At least three methods have been used to control distracted driving, none of them fully successful. The first method, which might be called a countermeasure, works directly on the source, the phone. The app is able to control and halt incoming calls and text messages. The apps also turn off notifications and alerts that could distract a driver or tempt to use their phone. Most of these apps are free, but have found few followers. Even parents of teenagers, who could track their teenager’s cell phone use in real time, seem resistant to the counter-measure. When Auto-Shut Down apps were recommended by the former Transportation Secretary Ray LaHood in 2010, critics countered that the police use text when they drive, and the apps represented an over-reach of federal government.
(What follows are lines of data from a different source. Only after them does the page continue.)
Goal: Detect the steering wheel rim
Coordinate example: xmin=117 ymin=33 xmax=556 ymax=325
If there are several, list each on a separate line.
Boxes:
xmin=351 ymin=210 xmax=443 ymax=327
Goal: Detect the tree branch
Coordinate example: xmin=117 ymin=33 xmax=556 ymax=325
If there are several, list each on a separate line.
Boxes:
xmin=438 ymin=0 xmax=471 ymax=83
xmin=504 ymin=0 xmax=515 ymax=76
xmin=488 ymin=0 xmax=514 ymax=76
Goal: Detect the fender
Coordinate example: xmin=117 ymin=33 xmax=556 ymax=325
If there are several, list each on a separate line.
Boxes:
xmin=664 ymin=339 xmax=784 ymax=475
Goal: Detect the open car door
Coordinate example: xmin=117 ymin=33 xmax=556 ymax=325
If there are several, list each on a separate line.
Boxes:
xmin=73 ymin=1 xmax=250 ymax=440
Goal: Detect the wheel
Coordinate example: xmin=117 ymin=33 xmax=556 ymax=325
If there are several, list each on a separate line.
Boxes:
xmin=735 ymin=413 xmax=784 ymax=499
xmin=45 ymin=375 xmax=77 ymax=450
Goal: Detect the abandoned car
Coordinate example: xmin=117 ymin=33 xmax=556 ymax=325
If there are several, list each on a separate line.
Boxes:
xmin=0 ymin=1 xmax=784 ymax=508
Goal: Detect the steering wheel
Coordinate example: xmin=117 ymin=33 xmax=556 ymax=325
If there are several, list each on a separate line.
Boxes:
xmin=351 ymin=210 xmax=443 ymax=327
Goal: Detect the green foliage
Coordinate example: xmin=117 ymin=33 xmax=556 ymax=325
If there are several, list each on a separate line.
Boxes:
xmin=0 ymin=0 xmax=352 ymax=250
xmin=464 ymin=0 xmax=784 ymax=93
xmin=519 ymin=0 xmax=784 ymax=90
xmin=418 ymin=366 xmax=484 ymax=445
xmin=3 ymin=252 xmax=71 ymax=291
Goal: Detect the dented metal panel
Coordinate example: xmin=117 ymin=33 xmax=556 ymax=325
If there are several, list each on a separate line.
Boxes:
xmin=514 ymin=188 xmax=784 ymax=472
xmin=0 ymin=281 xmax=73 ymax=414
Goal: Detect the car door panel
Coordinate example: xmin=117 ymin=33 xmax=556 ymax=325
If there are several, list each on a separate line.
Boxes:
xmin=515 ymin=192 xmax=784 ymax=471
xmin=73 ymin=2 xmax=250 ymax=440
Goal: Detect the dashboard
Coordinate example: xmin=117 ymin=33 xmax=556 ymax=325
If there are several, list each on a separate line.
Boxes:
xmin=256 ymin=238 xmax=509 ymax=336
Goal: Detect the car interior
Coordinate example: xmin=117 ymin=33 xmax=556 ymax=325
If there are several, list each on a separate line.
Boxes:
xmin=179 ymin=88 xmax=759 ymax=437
A second approach has been public awareness campaigns, like the one in April from the National Safety Council. There is an advantage here as people can be reached where the distraction is occurring; namely in their cars. Billboards and radio seem to be an underutilized medium. Distracted driving has not received resources that have gone into publicizing similar, year-long, in-vehicle campaigns like “Buckle Up for Safety” and “Don’t Drive and Drive”. The NHTSA has responded with the U word: “U Drive, U Text, U Pay.”
A third approach has been legislation. The key problem is that cell phone bans are hard to enforce and traffic officers seldom pull over offenders. No state outlaws all cell phone use for drivers, despite a recommendation by the National Transportation Safety Board to ban texting while driving, and the placing of hands-free calls. 38 states ban all cell phone use by new drivers, and 14 states prohibit all drivers from using hand-held cell phones while driving. That legislation is perhaps drafted by public servants who observe their own behavior in cars, and anticipate that if it safe for them, it is safe for others.
One reason legislation lags is because people intuitively like to use their phones in cars, and they want to believe that hands free technology is safe. The counter argument, from research in cognitive science, is that cell phone conversations are detrimental to driving. Cell phone conversations keep drivers from paying full attention to the road and it also reduces their visual field. After following 100 vehicles over one year with specially equipment, researchers at the Virginia Tech Transport Institute found that nearly eighty percent of crashes and sixty-five percent of near-crashes involved driver inattention up to three seconds before the event. Their in-car cameras recorded the source of the distraction, and, of course, it was frequently the cell phone.
There is currently a push to install hands-free phones that would eliminate the need to reach for a phone, or text while holding the steering wheel. While these intuitively seem to help, they do not reduce the cognitive burden for drivers. Vehicle dashboards with speech-recognition and touch-screen systems distract drivers, in new and unknown ways. It could be argued that over time, these systems will become more intuitive and drivers will get more fluent using them. In a previous blog, we compared this to the early days of car radio. An equilibrium may be reached but until then, there will be several generations of dashboard technology. Until that point, dashboard tech may cause teeth gnashing and accidents, as a humorous story in the Wall St. Journal recently noted.
Going forward, perhaps “Distracted Driving Month” will evolve into something with more staying power. “Mothers Against Drunk Driving” might someday expand their mission to reflect the current problem, and they would not even have to change their acronym (MADD). Meanwhile, the road to driverless cars will be filled with more distraction as drivers try to manage the intermediate dashboards. When a fatal accident occurred in a self-driving Tesla vehicle last year, the driver was said to be in the ultimate state of distraction- watching a movie.